Una preziosa gemma di cantaurato roots che sbuca, come spesso accade, dal grande nulla I della provincia musicale americana. La figura di Kip Boardman si perde in contorni incerti: rare sono le notizie reperibili sul personaggio e le stesse note del ed si limitano a sostenere con qualche dettaglio essenziale la sostanza di Upon The Stars. Si allineano in fondo con la natura della sua musica: scarna, colma di fragili storie d'amore, eppure in grado di stupire proprio grazie alla sua linearità, al fatto di ricercare volutamente gli arrangiamenti più semplici possibili (un merito alla produzione di Charlie McGovern). Rimettendo insieme i pezzi, scopriamo che Boardman, cresciuto nel northeast, si è trasferito da diverso tempo a Los Angeles, affermandosi come apprezzato bassista e pianista, lavorando inoltre come produttore alle spalle di quel luminoso capolavoro countryblues che è stato l'esordio di Ramsay Midwood, Shoot Out at The Ok Chinese Restaurant (recentemente ristampato dalla Vanguard).

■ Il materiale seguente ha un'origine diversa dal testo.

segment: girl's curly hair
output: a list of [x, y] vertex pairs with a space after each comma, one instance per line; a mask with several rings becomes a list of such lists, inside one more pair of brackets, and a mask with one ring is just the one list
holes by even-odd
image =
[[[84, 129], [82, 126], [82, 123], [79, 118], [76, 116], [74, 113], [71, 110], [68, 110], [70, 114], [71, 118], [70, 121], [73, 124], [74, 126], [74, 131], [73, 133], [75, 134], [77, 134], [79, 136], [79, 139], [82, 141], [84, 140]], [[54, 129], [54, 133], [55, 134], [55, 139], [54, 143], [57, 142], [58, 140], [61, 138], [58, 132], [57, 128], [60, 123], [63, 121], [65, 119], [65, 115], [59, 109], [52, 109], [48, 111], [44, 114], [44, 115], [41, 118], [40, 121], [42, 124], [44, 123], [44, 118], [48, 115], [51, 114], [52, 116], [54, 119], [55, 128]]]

Cominciano così a materializzarsi alcune certezze: dotato della stessa acerba magia che colorava il citato disco dell'amico Midwood, Upon The Stars riunisce la crema della scena roots locale, amici conosciuti nel corso degli anni, e si stringe tra le mura domestiche della casa di Kip Boardman per ricreare atmosfere rilassate, folkblues languido e spruzzato di venature pop, che rimanda direttamente a certo songwriting degli anni settanta, quasi ci trovassimo di fronte ad un Randy Newman in versione rurale. La formazione in pianta stabile è costituita dagli esperti Tony Gilkinson alle chitarre e Don Heffington alla batteria (entrambi exLone Justice e in mille altri dischi), a cui si aggiungono, tra gli altri, piccoli contributi da parte di Randy Weeks (chitarra), Amy Coreia (backing vocals) e Danny McCough (organo e accordion). Non è una parata di rock'n'roll stars e d'altronde non servirebbe affatto ad accrescere il potenziale del protagonista, che vive solo ed esclusivamente delle sue canzoni, nove episodi (tra cui la conclusione strumentale di A Song for Agnes) per trentasette minuti di leggiadra poesia elettroacustica.

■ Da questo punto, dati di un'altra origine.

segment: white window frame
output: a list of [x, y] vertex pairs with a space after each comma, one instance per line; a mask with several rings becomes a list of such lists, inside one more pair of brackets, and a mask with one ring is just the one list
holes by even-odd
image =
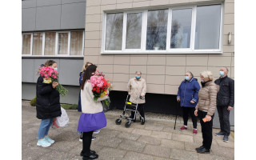
[[[30, 54], [23, 54], [22, 50], [23, 50], [23, 35], [24, 34], [30, 34]], [[32, 46], [33, 46], [33, 33], [23, 33], [22, 34], [22, 56], [31, 56], [32, 55]]]
[[[82, 31], [82, 54], [81, 55], [70, 55], [70, 38], [71, 38], [71, 32], [75, 31]], [[54, 55], [45, 55], [45, 43], [46, 43], [46, 32], [54, 32], [55, 34], [55, 53]], [[42, 55], [33, 55], [33, 34], [34, 33], [42, 33]], [[68, 33], [68, 54], [58, 54], [58, 34], [59, 33]], [[22, 33], [22, 46], [23, 43], [23, 34], [30, 34], [30, 54], [22, 54], [22, 57], [84, 57], [84, 43], [85, 43], [85, 31], [84, 30], [65, 30], [65, 31], [42, 31], [42, 32], [30, 32], [30, 33]]]
[[[196, 29], [196, 14], [197, 6], [212, 6], [221, 5], [220, 13], [220, 30], [219, 30], [219, 46], [216, 50], [195, 50], [195, 29]], [[147, 30], [147, 13], [148, 10], [168, 10], [168, 21], [167, 21], [167, 34], [166, 34], [166, 50], [146, 50], [146, 30]], [[171, 22], [172, 22], [172, 10], [182, 10], [182, 9], [192, 9], [191, 16], [191, 34], [190, 34], [190, 48], [170, 48], [170, 35], [171, 35]], [[106, 14], [123, 14], [123, 28], [122, 28], [122, 50], [106, 50], [105, 41], [106, 41]], [[126, 22], [127, 14], [130, 13], [142, 13], [142, 38], [141, 38], [141, 49], [126, 49]], [[204, 5], [193, 5], [186, 6], [177, 6], [177, 7], [163, 7], [152, 10], [140, 10], [134, 11], [124, 11], [124, 12], [104, 12], [103, 22], [102, 22], [102, 47], [101, 54], [222, 54], [222, 41], [223, 41], [223, 3], [210, 3]]]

Se l'introduzione confonde un poco le acque, con una struggente titletrack tutta acustica che ricorda il Neil Young più malinconico, già a partire dalla successiva Bottom Line si respira un'aria countryrock indolente e rurale, un respiro corale da Band e non una sola nota fuori posto. Simili profumi roots si avvertono nel laidback alla J.J. Cale di Remember to Breathe e nella pedal steel che accompagna Waterfall, una ballata sonnachiosa da intonare sotto il portico. Quando pensi di aver imbrigliato la sua musica, Boardman sfugge di mano e cambia ulteriormente le carte in tavola in Edendale, facendoci piombare lungo il border messicano: una chitarra spanish da colore al brano e il nostro interpreta con quel suo caratteristico passo assonnato.
Already Late si muove sulla medesima falsariga, aggiungendoci una chitarra twangy ed una punta di eccentricità nei cori in sottofondo, anche se l'apice della sua poetica un po' arruffata lo raggiunge nella strepitosa Andalusia, un walzer armonioso sospeso tra una timida chitarra, un tappeto di organo ed una batteria spazzolata che lavora di sottrazione: per scrivere una buona canzone spesso non sono richiesti particolari accorgimenti, basta un talento grande così.